Ein Bogen. Ein Pfeil. Schwebend im Nichts, 2 Milliarden Lichtjahre entfernt.
Wir benennen kosmische Dinge ständig nach Haushaltsgegenständen. Die Krabbe. Das Katzenauge. Ein „Hamburger“ aus Gas. Aber RAD-BAARG? Das ist anders.
Offizieller Name: The RAD-Bow-And-Arrrow Radio Galaxy. Es ist, ehrlich gesagt, absurd geformt.
Die meisten Radiogalaxien sind langweilige Symmetrien. In der Mitte entsteht ein supermassereiches Schwarzes Loch. Es frisst. Es feuert zwei Strahlen geladener Teilchen hintereinander ab. Sie blasen riesige, passende Plasmaballons auf. Puff. Puh. Spiegelbilder. Sauber.
RAD-BAARG ist chaotisch. Es ist schief. Es ist seltsam.
„Die Struktur dieser Quelle ist anders als jede Radiogalaxie, die ich in den letzten 25 Jahren gesehen habe“, sagte Ananda Hota, Hauptautorin und PI des RAD@home-Projekts.

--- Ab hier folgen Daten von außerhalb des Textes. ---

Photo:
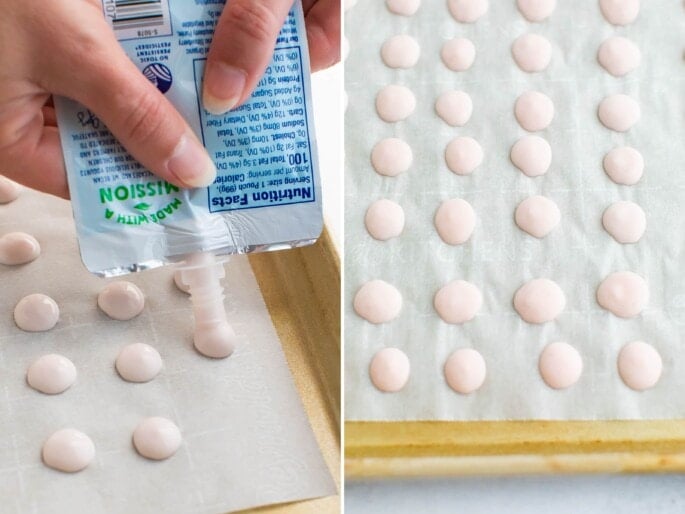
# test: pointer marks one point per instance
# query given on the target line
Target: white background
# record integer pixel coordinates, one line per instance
(643, 494)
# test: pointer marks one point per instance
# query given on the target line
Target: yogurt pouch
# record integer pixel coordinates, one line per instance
(267, 194)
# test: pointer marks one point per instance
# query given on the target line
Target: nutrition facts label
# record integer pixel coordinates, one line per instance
(264, 154)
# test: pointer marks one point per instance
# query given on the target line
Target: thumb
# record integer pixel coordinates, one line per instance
(242, 48)
(142, 119)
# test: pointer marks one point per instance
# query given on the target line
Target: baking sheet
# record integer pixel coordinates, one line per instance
(499, 258)
(247, 441)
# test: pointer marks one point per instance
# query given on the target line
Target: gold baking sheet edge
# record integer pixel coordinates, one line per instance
(301, 289)
(437, 448)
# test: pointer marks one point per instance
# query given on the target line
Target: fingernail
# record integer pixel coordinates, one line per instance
(190, 163)
(223, 87)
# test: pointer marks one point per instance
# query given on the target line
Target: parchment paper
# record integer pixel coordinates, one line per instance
(499, 258)
(247, 441)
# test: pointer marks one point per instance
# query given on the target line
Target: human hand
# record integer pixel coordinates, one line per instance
(67, 48)
(244, 42)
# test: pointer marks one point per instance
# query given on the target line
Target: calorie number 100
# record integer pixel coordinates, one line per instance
(297, 158)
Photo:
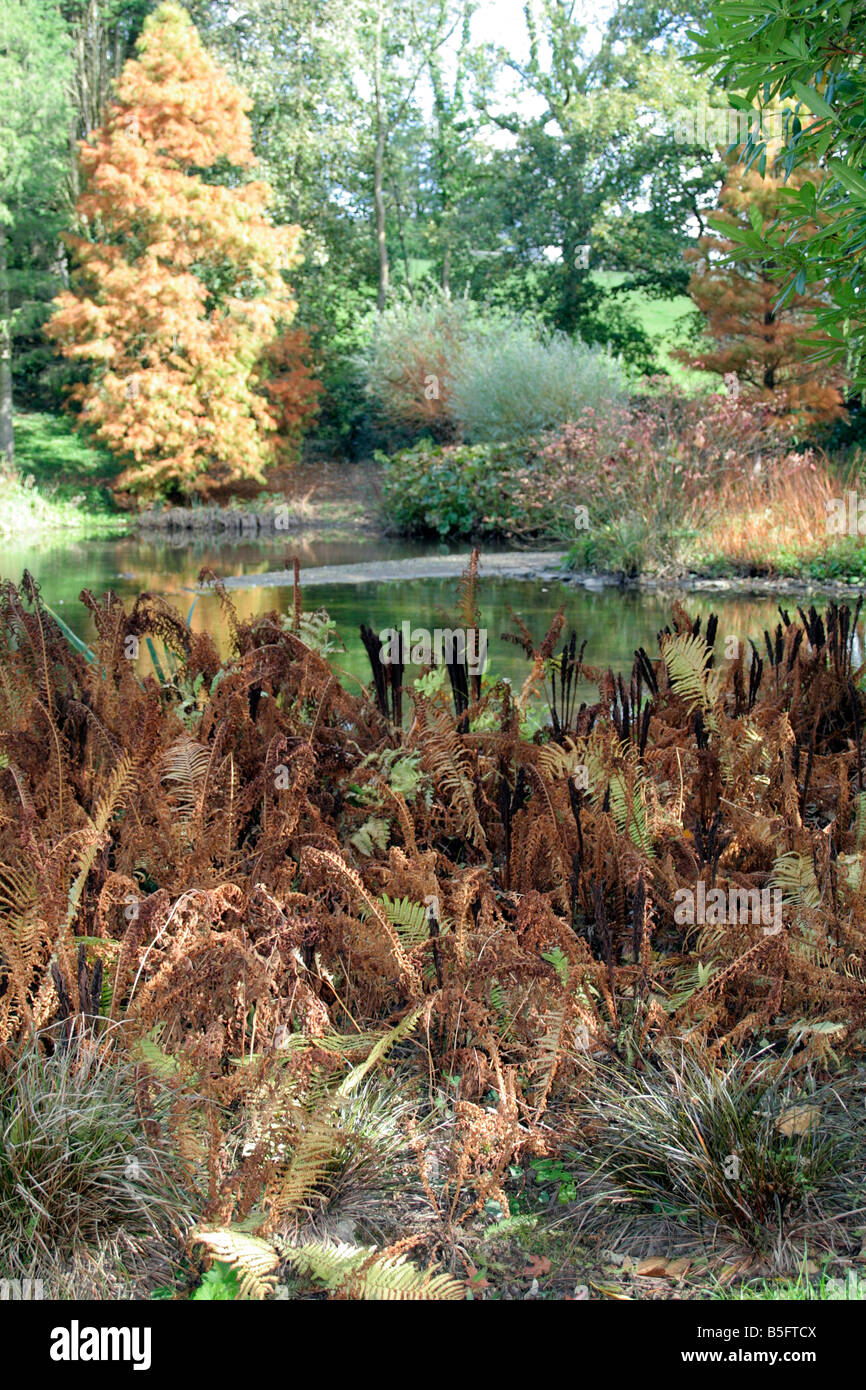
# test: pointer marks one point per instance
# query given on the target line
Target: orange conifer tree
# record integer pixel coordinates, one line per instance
(766, 348)
(180, 302)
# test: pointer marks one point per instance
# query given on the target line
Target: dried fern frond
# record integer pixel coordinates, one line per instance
(355, 1272)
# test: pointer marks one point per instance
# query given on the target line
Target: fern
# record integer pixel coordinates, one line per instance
(186, 765)
(409, 918)
(795, 876)
(355, 1272)
(253, 1261)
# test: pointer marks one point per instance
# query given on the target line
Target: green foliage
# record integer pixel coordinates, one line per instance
(453, 491)
(801, 61)
(524, 382)
(218, 1283)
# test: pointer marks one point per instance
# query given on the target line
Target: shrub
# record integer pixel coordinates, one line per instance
(523, 381)
(412, 356)
(81, 1175)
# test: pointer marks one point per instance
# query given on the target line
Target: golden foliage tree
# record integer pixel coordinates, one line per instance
(765, 346)
(180, 299)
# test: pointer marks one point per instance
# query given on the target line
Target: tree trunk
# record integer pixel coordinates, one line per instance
(7, 439)
(378, 168)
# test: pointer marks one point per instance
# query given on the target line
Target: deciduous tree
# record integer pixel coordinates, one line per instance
(769, 348)
(180, 288)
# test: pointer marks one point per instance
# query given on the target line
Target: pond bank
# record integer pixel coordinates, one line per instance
(544, 566)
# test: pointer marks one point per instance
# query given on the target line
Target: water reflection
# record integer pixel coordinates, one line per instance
(612, 622)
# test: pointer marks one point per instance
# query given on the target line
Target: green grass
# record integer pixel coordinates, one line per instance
(663, 321)
(64, 462)
(60, 483)
(805, 1287)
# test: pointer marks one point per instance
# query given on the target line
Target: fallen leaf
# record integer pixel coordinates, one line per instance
(799, 1119)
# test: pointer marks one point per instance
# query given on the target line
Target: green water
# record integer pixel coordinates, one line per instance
(612, 622)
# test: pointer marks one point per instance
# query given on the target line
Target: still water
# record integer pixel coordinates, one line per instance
(612, 622)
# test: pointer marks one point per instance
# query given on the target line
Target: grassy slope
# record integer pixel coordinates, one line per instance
(60, 481)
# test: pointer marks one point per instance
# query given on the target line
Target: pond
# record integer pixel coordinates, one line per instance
(613, 622)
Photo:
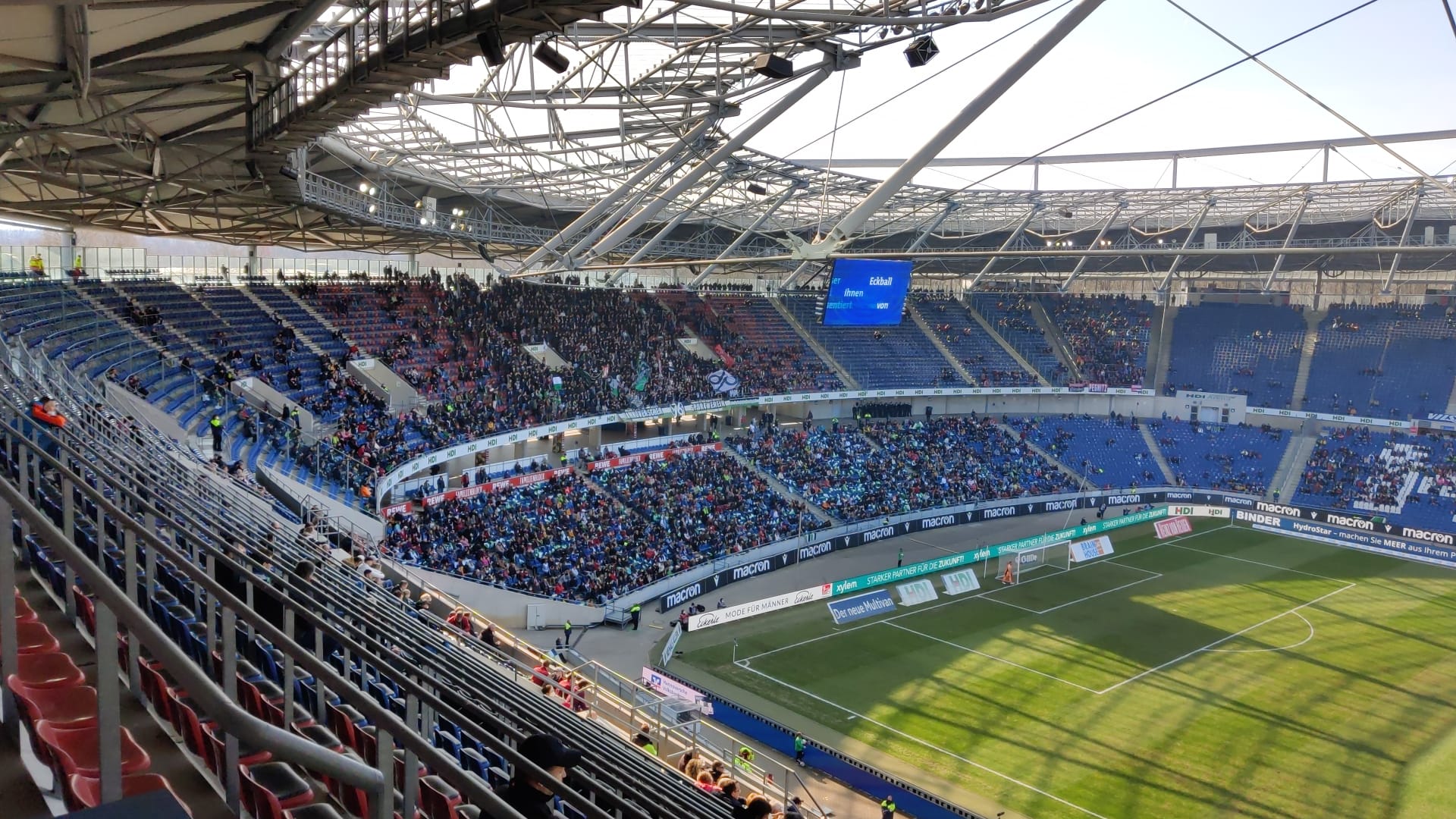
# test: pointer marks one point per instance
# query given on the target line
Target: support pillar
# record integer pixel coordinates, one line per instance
(1193, 235)
(1405, 237)
(672, 224)
(1009, 241)
(1293, 228)
(733, 246)
(1101, 232)
(610, 200)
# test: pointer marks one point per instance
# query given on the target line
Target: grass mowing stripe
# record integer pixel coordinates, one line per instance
(1324, 711)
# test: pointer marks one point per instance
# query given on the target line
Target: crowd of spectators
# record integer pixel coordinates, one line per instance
(1220, 457)
(766, 369)
(708, 499)
(1354, 468)
(1107, 334)
(896, 466)
(558, 538)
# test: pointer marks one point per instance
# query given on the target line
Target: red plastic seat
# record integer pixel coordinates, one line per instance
(63, 707)
(49, 670)
(82, 792)
(438, 798)
(34, 639)
(77, 749)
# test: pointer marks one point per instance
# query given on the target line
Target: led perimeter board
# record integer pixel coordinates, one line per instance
(867, 292)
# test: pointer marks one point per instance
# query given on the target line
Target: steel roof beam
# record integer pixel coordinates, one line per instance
(1293, 228)
(881, 196)
(1405, 237)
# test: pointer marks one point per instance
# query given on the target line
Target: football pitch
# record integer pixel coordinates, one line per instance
(1220, 673)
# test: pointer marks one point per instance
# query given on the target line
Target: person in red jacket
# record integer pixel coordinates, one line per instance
(47, 414)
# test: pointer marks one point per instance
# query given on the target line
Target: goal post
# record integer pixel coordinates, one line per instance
(1024, 564)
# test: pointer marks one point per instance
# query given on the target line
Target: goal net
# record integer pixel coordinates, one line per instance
(1025, 564)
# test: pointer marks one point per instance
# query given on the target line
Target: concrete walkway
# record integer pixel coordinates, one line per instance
(626, 651)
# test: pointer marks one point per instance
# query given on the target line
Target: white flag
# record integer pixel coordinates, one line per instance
(723, 381)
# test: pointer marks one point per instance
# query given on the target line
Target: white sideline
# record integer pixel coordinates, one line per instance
(1222, 640)
(986, 594)
(918, 741)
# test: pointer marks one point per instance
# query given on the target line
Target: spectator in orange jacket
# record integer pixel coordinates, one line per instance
(47, 414)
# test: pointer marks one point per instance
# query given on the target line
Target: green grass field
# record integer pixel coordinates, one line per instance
(1223, 673)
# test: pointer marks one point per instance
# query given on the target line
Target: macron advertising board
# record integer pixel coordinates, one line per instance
(867, 292)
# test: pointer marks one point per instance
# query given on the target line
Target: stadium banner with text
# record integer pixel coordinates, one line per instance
(1101, 545)
(916, 592)
(1365, 541)
(1199, 510)
(670, 689)
(859, 607)
(756, 608)
(824, 542)
(976, 556)
(1357, 521)
(1172, 528)
(960, 582)
(655, 455)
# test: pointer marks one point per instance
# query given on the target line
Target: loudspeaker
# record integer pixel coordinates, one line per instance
(491, 46)
(772, 66)
(552, 58)
(921, 52)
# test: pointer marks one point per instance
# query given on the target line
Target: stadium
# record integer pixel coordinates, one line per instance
(721, 410)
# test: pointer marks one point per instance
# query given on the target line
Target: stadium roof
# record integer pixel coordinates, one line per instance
(310, 124)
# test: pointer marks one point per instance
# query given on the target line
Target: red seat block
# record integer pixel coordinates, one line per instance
(77, 749)
(63, 707)
(34, 639)
(49, 670)
(82, 792)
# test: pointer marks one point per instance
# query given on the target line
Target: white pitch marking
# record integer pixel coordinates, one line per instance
(1222, 640)
(986, 592)
(1310, 635)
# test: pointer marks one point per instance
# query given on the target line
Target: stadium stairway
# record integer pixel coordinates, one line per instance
(780, 485)
(1006, 346)
(1159, 344)
(1059, 343)
(819, 349)
(1158, 455)
(306, 340)
(1015, 435)
(1307, 356)
(935, 338)
(1292, 466)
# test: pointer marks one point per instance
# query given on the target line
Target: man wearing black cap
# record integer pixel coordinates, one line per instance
(529, 793)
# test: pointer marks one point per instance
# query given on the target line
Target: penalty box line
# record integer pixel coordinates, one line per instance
(918, 741)
(986, 592)
(1222, 640)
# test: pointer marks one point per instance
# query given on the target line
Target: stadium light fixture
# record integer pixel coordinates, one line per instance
(921, 52)
(552, 58)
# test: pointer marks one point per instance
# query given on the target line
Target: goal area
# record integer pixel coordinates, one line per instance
(1025, 564)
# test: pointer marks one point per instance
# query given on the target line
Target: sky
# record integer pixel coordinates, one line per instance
(1389, 67)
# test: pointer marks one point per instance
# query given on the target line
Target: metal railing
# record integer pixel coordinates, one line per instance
(435, 675)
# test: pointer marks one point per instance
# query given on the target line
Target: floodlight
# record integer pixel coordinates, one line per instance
(552, 58)
(921, 52)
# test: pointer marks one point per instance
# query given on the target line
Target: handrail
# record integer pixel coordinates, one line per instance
(199, 686)
(369, 707)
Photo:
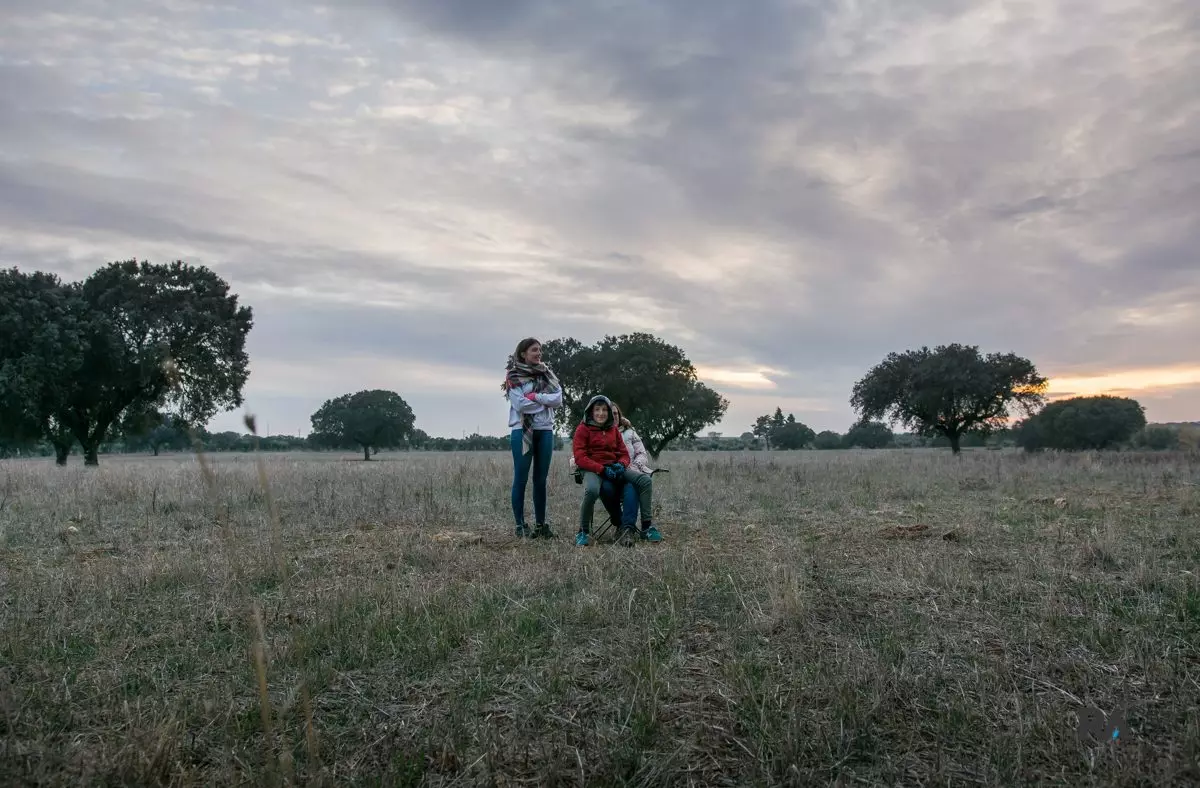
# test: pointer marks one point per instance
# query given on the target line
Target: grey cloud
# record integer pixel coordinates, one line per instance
(862, 182)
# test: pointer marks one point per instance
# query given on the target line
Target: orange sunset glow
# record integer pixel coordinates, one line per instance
(1123, 382)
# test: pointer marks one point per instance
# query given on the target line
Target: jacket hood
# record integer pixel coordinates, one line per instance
(587, 413)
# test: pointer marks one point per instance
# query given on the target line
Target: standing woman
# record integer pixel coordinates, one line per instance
(534, 394)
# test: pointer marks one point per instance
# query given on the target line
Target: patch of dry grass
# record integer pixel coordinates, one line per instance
(895, 618)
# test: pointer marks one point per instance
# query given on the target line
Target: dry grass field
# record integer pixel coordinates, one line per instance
(811, 618)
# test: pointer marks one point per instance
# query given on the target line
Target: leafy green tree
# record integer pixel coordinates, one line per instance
(949, 391)
(783, 432)
(870, 434)
(372, 419)
(42, 325)
(165, 336)
(155, 431)
(1159, 438)
(827, 439)
(792, 434)
(653, 383)
(1083, 422)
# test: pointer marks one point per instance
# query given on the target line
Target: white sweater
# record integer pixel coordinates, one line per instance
(543, 407)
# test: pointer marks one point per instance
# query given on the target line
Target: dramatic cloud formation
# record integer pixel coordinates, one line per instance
(787, 190)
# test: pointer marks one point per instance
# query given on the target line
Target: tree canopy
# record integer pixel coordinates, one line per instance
(1083, 422)
(783, 432)
(653, 383)
(77, 359)
(951, 390)
(372, 419)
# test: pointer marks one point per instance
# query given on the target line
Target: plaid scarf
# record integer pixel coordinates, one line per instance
(544, 380)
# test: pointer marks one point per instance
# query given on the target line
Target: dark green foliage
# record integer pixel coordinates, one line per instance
(154, 431)
(1083, 422)
(783, 432)
(951, 390)
(869, 434)
(827, 439)
(372, 419)
(652, 382)
(79, 359)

Hota untersucht seit der Reagan-Regierung Radiogalaxien. Er hatte das nicht gesehen.
Wie haben wir es gefunden? Bürgerwissenschaft. Pranim Limbo durchsuchte hochempfindliche Bilder der LOFAR Sky Survey. Die in Indien ansässige Kooperation RAD@home hilft gewöhnlichen Menschen, das Außergewöhnliche zu erkennen. Limbo hat es gesehen. Das Team legte nach.
Das resultierende Bild ist wunderschön. Red verfolgt die von LOFAR eingefangenen Funkschreie; Optische Daten aus Peking-Arizona ergänzen den optischen Kontext.
Warum sieht es also wie ein Bogenschießen-Set aus?
Umfeld.
RAD-BAARG fällt. Nicht sanft. Es stürzt auf einen nahegelegenen Galaxienhaufen zu. Beim Absinken prallt es auf das Intracluster-Medium – das dünne, heiße Gas, das die Räume zwischen den Sternen füllt.
Schnelle Bewegungen erzeugen Druck.
Stellen Sie sich einen Kampfjet vor, der die Schallmauer durchbricht. Boom. Schockwellen. Wenn sich diese Galaxie schneller durch das Gas des Clusters bewegt, als dieses Gas sich bewegen kann, baut sie eine Schockfront vor sich auf. Eine komprimierte Wand aus Zeug.
Ein Strahl des zentralen Schwarzen Lochs prallt direkt in diese Wand.
Widerstand verbiegt die Dinge. Der Strahl wird komprimiert und in sich selbst zurückgekrümmt. Es bildet den Bogen. Es umfasst fast 1,8 Millionen Lichtstärken. Das ist ein langer Bogen.
Der andere Jet? Da gibt es keinen Widerstand.
Es fließt frei. Wendungen. Verwandelt sich in eine S-Kurve, bevor sie in einen schwachen Schweif übergeht. Der Pfeil.
Die gesamte Struktur erstreckt sich über einen Durchmesser von etwa 2,3 Millionen Jahren.
Damit gehört es zur Giant Radio Galaxy -Klasse. Einige der größten Einzelobjekte, die wir kennen.
Astronomen wussten, dass einfallende Galaxien diese Bugschocks erzeugen sollten. Die Theorie sagt ja. Die Praxis sagt viel Glück beim Finden. Das Gas ist diffus. Es ist schwach. Im Lärm kann man es leicht übersehen.
RAD-BAARG hat nicht verfehlt. Es sitzt da. Klar. Chaotisch. Ein direkter Beweis für ein Phänomen, von dessen Existenz wir in dieser Klarheit nur vermutet hatten.
Ist es nur eine einmalige Kuriosität? Oder eine Vorschau dessen, was in jedem Cluster verborgen ist?
Um das herauszufinden, müssen wir möglicherweise weiterhin die Dunkelheit beobachten.